The announcement comes after the brutal regime of young despot Kim Jong-un fired yet another missile on Tuesday which crossed Japan’s northernmost main island of Hokkaido in the boldest show of force from the DPRK in recent years.
President Trump agreed with South Korean President Moon Jae-in to revise a joint treaty capping the development of the South’s ballistic missiles, Seoul has confirmed.
According to the White House, during the conversation Trump also gave “conceptual” approval to the purchase by the South of billions of dollars of US military hardware.
A spokesperson from Prime Minister Moon’s office said: “The two leaders agreed to the principle of revising the missile guideline to a level desired by South Korea, sharing the view that it was necessary to strengthen South Korea’s defence capabilities in response to North Korea’s provocations and threats.”
US Pacific Command (PACOM) chief Admiral Harry Harris had made a similar promise during a meeting with South Korean Defence Minister Song Young-moo, as part of Mr Song’s five-day visit to the US.

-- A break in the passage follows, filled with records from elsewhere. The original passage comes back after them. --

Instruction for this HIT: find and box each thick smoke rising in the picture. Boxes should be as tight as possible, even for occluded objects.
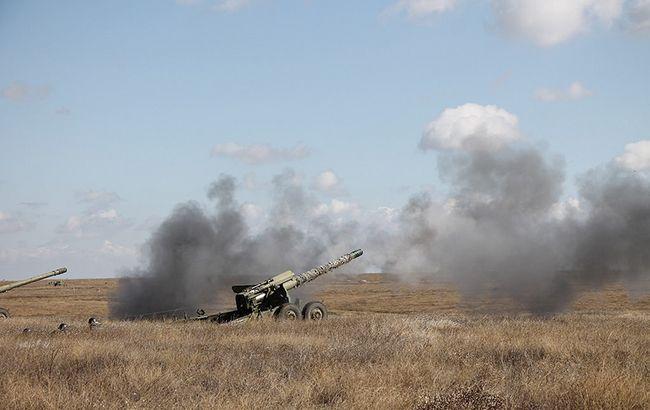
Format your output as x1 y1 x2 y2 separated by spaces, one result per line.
111 104 650 317
110 171 360 318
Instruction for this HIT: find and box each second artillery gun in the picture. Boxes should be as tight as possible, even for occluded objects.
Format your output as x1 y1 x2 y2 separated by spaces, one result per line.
196 249 363 323
0 268 68 319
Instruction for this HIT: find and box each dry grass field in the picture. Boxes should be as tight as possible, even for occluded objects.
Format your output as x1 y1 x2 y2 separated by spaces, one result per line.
0 275 650 409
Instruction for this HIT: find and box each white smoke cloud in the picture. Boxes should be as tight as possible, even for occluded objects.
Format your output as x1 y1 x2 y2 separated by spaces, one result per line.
492 0 624 47
56 208 131 237
420 103 521 151
616 140 650 171
99 240 138 256
535 81 593 102
76 189 122 209
2 82 50 102
212 142 309 165
0 211 33 234
383 0 457 19
214 0 253 13
314 170 341 193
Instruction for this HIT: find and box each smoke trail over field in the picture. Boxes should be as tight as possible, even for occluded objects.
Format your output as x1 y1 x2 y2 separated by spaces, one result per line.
110 171 356 317
111 104 650 317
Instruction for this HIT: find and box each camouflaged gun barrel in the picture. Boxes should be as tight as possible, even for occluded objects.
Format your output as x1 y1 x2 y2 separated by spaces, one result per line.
0 268 68 293
295 249 363 287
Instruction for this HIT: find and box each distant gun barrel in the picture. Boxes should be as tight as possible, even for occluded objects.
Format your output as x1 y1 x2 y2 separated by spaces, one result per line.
295 249 363 287
196 249 363 323
0 268 68 293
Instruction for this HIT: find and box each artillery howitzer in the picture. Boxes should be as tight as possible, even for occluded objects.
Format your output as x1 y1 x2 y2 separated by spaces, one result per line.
0 268 68 319
195 249 363 323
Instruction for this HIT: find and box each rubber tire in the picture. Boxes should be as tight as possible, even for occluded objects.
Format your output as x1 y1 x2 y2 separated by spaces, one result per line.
302 302 327 322
273 303 300 320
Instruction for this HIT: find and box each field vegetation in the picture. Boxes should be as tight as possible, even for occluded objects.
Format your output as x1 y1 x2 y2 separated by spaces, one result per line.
0 277 650 409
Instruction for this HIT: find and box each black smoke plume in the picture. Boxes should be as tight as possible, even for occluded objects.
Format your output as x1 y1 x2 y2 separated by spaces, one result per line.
111 144 650 317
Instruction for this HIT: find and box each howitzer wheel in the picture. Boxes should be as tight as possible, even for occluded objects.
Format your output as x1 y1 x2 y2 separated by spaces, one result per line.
302 302 327 321
273 303 300 320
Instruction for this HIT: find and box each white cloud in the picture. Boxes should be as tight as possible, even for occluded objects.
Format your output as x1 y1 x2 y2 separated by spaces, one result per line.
383 0 456 19
627 0 650 33
0 211 33 234
535 81 593 102
615 140 650 171
2 82 50 102
314 170 341 192
551 198 584 221
0 245 72 263
212 142 309 165
420 103 521 151
313 199 360 216
492 0 624 47
56 208 131 237
76 189 122 209
99 240 137 256
239 202 264 221
214 0 252 13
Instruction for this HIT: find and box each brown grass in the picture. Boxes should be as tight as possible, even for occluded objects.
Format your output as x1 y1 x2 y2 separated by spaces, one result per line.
0 281 650 409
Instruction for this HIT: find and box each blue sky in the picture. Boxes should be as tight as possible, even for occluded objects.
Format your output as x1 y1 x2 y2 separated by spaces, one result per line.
0 0 650 278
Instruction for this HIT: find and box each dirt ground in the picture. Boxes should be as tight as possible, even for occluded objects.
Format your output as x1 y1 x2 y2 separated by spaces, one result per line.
0 275 650 409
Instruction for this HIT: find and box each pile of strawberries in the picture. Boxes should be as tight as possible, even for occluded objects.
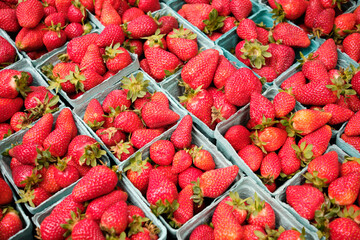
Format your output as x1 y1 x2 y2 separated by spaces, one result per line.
124 115 239 228
0 68 59 140
174 0 253 41
8 108 105 207
281 39 360 129
0 0 92 59
39 166 159 240
189 192 305 240
286 151 360 239
0 36 18 69
235 18 311 82
224 89 332 192
83 72 180 161
179 49 262 129
0 176 23 239
41 25 133 99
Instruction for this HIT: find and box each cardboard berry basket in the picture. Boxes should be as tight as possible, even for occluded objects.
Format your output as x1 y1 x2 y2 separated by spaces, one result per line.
336 122 360 158
73 70 186 166
32 174 167 240
215 10 319 86
0 108 110 214
20 21 97 67
160 46 268 143
0 28 24 66
0 168 33 240
120 116 243 238
36 30 139 107
176 177 318 240
275 145 347 240
215 87 305 196
86 3 167 31
167 0 266 42
0 58 65 143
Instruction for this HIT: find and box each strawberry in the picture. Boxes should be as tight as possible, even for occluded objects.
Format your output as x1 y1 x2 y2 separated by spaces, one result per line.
80 44 106 75
328 172 360 205
273 23 310 48
130 129 163 149
100 201 128 234
0 208 22 239
0 97 24 123
0 178 13 205
84 99 105 129
72 166 118 202
16 0 44 28
225 68 262 106
0 8 21 32
146 169 178 207
150 140 175 166
125 15 158 39
67 33 99 63
238 145 264 172
166 26 198 62
170 115 193 149
286 185 325 220
145 48 182 81
189 224 215 240
158 16 179 34
0 37 16 67
343 33 360 62
278 137 301 175
141 102 180 128
181 49 219 89
344 113 360 137
230 0 252 21
224 125 251 152
96 24 125 47
71 219 105 240
104 43 132 73
193 165 239 205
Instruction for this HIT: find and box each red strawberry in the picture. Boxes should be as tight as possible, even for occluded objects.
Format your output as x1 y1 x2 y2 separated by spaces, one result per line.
273 23 310 48
225 68 262 106
286 185 325 220
16 0 44 28
72 166 118 202
328 172 360 205
150 140 175 166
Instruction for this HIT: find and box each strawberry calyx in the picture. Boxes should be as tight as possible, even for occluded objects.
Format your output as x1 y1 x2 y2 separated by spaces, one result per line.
168 25 197 40
303 171 329 191
121 72 150 102
79 142 106 167
60 208 85 238
124 152 150 175
150 199 179 219
203 8 226 36
128 215 150 237
110 140 131 158
141 28 165 48
291 141 314 167
240 39 272 69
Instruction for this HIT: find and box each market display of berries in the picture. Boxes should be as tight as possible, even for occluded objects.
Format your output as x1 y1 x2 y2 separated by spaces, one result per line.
0 65 59 140
189 192 305 240
124 115 239 228
285 150 360 239
0 0 92 59
0 176 24 239
83 72 180 161
39 166 159 240
0 0 360 240
3 108 105 208
41 25 133 99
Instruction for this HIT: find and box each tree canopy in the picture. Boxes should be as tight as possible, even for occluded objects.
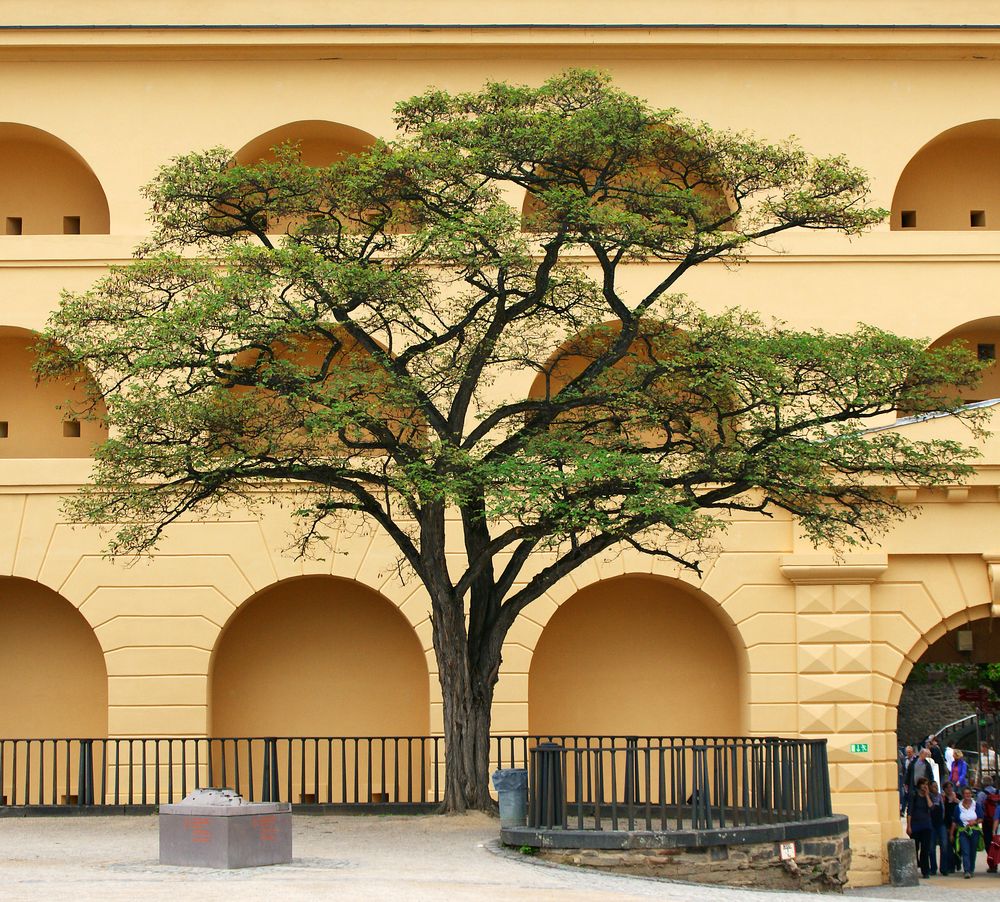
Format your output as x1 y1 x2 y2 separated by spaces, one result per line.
39 70 981 808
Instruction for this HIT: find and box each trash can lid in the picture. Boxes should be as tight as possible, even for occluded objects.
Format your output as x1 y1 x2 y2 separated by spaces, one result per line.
493 767 528 792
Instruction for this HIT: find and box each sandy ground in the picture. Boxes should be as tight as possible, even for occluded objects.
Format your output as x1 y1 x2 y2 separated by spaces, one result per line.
0 815 1000 902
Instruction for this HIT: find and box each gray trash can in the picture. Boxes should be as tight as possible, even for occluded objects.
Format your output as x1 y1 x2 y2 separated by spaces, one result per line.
888 839 920 886
160 789 292 868
493 767 528 827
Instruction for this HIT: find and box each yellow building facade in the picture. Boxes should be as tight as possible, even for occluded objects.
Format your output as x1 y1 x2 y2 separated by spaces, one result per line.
0 0 1000 885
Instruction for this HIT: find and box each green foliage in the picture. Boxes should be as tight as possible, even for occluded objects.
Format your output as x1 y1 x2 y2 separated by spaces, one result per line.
39 70 981 644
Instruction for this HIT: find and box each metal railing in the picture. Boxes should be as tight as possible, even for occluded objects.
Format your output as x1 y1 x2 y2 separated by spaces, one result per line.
528 736 832 830
0 735 829 825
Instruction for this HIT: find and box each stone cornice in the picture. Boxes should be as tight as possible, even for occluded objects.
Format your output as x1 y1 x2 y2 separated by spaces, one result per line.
780 552 892 586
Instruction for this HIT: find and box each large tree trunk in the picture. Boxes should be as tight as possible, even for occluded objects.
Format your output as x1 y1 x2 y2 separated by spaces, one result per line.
434 592 500 812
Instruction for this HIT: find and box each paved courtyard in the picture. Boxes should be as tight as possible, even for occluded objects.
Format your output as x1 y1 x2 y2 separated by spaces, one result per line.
0 815 1000 902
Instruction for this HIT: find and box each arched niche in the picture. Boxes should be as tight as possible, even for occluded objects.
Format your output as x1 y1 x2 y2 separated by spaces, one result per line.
528 320 728 447
210 576 430 736
232 325 425 454
0 327 108 459
0 122 111 235
234 119 375 166
0 576 108 740
890 119 1000 231
896 611 1000 779
521 163 736 232
931 316 1000 403
528 576 748 736
210 576 430 803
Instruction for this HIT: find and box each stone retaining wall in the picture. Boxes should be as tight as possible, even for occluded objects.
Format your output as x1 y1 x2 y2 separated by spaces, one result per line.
508 814 851 892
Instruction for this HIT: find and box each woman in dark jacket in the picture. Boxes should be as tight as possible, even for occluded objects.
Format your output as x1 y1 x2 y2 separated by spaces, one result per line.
941 781 961 874
906 777 935 878
951 749 969 792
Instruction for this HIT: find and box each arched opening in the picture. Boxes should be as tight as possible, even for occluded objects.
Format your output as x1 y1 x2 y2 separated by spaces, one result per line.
233 119 388 234
234 119 375 166
0 576 108 738
931 316 1000 404
528 320 730 451
528 576 747 736
890 119 1000 231
521 149 737 232
0 122 111 235
896 617 1000 782
228 326 424 459
0 328 108 459
210 576 430 802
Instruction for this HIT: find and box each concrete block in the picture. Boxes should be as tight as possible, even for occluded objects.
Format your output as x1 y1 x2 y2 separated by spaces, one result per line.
160 789 292 869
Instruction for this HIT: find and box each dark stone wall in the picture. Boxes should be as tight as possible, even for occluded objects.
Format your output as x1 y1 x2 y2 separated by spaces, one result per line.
896 674 975 746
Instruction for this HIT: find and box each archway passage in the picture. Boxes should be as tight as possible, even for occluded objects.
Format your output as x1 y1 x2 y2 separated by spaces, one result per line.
891 119 1000 231
931 316 1000 403
211 576 430 803
896 618 1000 781
0 577 108 738
0 328 108 459
0 122 111 235
234 120 375 166
528 576 745 736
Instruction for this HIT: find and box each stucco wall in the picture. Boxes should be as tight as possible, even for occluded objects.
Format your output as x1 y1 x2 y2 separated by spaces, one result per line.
0 3 1000 884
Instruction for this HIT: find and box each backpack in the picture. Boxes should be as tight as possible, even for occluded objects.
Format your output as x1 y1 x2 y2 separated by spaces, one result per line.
983 792 1000 821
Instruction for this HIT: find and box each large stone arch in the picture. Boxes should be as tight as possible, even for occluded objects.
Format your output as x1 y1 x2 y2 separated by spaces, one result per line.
0 327 108 458
528 573 748 736
0 122 111 235
0 576 108 738
234 119 376 166
209 575 430 736
890 119 1000 231
930 318 1000 403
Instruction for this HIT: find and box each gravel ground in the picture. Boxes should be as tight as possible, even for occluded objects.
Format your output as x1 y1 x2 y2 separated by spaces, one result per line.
0 815 1000 902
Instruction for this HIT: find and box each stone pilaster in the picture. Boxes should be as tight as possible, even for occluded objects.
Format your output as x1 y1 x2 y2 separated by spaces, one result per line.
781 554 899 886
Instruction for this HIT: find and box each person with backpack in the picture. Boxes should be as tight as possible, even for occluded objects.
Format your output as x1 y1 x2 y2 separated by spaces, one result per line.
940 781 962 876
899 745 917 817
976 774 1000 874
951 749 969 791
929 783 948 877
906 777 935 879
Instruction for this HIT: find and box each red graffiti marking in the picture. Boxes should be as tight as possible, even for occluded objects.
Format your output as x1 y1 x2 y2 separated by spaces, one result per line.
184 817 212 842
253 814 278 842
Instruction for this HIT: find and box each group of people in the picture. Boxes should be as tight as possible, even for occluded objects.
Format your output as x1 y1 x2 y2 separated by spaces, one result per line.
899 736 1000 879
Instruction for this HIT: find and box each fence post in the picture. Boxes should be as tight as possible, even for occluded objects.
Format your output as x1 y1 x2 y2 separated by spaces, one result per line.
531 742 566 829
260 737 280 802
76 739 94 805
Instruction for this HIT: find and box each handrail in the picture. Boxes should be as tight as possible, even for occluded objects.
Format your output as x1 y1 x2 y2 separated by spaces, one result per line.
528 737 832 831
0 734 828 817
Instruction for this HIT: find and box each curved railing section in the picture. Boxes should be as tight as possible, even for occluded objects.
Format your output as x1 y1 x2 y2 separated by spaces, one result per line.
528 737 832 831
0 735 830 829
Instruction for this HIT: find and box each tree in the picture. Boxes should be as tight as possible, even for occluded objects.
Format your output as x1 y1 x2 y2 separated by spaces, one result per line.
39 70 980 810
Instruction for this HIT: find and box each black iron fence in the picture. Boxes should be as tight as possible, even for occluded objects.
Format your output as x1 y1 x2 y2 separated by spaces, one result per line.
0 736 830 829
528 737 833 830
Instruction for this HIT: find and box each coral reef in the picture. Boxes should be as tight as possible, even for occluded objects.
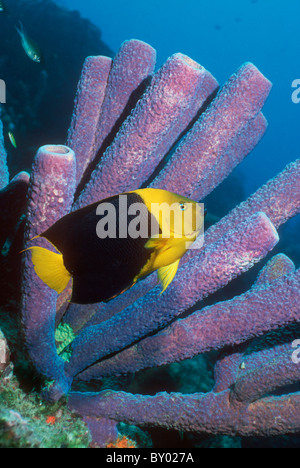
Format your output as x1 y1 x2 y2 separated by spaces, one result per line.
0 36 300 447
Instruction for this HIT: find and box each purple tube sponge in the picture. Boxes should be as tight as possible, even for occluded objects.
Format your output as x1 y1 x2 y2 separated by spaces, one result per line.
69 390 300 436
74 54 217 208
11 40 300 444
95 39 156 155
67 56 112 184
77 155 300 326
21 145 76 394
0 108 9 190
80 270 300 380
151 63 271 200
66 213 278 377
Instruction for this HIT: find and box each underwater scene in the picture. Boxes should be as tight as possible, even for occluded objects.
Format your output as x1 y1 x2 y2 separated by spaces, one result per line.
0 0 300 452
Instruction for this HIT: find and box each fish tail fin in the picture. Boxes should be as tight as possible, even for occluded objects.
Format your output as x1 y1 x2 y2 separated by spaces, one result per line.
15 21 23 36
23 247 71 294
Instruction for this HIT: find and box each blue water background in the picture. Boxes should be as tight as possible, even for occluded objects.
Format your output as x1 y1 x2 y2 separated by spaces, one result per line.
58 0 300 195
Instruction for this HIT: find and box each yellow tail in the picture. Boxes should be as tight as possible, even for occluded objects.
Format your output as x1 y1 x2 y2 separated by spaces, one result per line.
26 247 71 294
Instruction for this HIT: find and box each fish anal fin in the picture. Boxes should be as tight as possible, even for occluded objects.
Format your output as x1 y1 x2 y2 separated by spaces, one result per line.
157 260 179 294
26 247 71 294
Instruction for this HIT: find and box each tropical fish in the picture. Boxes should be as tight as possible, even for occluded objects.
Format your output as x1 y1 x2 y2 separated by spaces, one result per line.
16 21 42 63
26 189 203 304
8 132 17 148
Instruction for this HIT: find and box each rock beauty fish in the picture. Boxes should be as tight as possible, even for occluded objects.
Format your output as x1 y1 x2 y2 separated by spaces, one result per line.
26 188 203 304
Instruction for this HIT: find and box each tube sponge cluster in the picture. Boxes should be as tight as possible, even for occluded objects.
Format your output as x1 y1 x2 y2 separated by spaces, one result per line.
0 40 300 441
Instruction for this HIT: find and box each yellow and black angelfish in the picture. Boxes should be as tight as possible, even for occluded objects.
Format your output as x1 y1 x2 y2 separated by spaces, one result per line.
28 189 203 304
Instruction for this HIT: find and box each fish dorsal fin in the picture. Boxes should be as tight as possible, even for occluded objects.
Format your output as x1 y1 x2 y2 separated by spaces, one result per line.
26 247 71 294
157 260 179 294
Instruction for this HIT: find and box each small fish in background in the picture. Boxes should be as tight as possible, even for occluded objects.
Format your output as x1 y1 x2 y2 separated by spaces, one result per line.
26 189 203 304
15 21 42 63
8 132 17 148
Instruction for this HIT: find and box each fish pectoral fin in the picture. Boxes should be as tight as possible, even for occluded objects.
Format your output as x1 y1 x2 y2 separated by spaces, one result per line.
157 260 179 294
26 247 71 294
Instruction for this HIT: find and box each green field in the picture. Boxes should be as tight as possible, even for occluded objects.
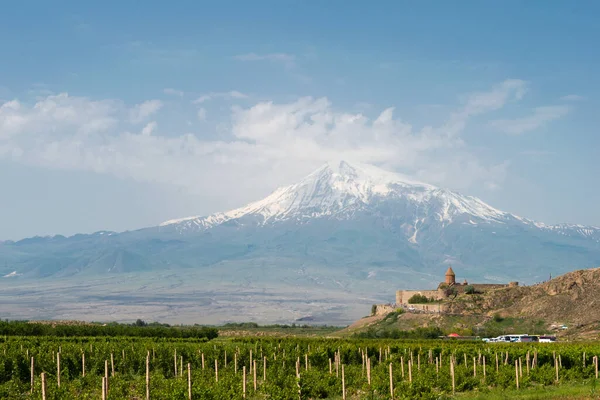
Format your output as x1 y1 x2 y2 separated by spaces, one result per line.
0 336 600 400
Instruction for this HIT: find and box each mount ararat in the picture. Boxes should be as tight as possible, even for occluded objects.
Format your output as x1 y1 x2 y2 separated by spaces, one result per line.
0 161 600 324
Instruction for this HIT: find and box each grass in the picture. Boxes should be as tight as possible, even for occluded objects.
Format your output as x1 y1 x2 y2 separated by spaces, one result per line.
455 380 600 400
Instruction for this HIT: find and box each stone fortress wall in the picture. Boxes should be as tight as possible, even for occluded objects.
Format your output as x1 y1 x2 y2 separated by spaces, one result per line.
396 289 444 305
374 267 519 315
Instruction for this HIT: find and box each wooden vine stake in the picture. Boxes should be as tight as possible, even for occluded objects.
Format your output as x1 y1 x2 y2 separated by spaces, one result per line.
173 349 177 378
30 357 35 394
483 356 485 380
390 363 394 400
242 365 246 399
188 363 192 400
56 353 60 387
342 364 346 400
450 358 456 396
252 360 256 392
400 357 404 379
104 360 108 396
215 358 219 382
42 372 46 400
146 351 150 400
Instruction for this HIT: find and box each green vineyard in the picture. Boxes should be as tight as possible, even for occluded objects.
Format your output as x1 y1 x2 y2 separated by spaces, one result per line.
0 336 600 400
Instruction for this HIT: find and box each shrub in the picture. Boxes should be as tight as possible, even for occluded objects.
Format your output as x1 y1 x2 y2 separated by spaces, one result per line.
408 294 430 304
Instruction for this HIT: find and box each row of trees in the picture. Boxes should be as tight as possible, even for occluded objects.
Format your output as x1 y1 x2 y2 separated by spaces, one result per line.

The Ministry of National Defence said: “The US commander reaffirmed Washington’s ironclad commitment to defending South Korea in the face of North Korea’s threats.
“He said PACOM will closely consult with the South Korean government and the Joint Chiefs of Staff over all military options that can be considered.”
PACOM is in charge of commanding US forces’ military operations in the Asia-Pacific region, which includes the Korean Peninsula.
Kim has sparked fury throughout the world this year by ramping up his missile programme and continuing to threaten the United States.
Donald Trump brought tensions with North Korea to a new height as he outright threatened “fire and fury” against Pyongyang.
The US President also has grown frustrated with China, Kim’s closest ally, for its failure to rein in the despot’s missile tests.
The White House has said that North Korea “poses a grave and growing direct threat to the United States, Japan, and the Republic of Korea, as well as to countries around the world”.
US Secretary of State Rex Tillerson also earlier this week insisted Washington will continue to seek a peaceful resolution to the North Korea crisis.
He told Fox News: “We do view [the missile tests] as a provocative act against the United States and our allies.
“We’re going to continue our peaceful pressure campaign, working with allies, working with China as well to see if we can bring the regime in Pyongyang to the negotiating table.”
The United States is technically still at war with the North because their 1950-53 conflict ended in a truce, not a peace treaty. The North says it will never give up its weapons programmes, saying they are necessary to counter hostility from the United States and its allies.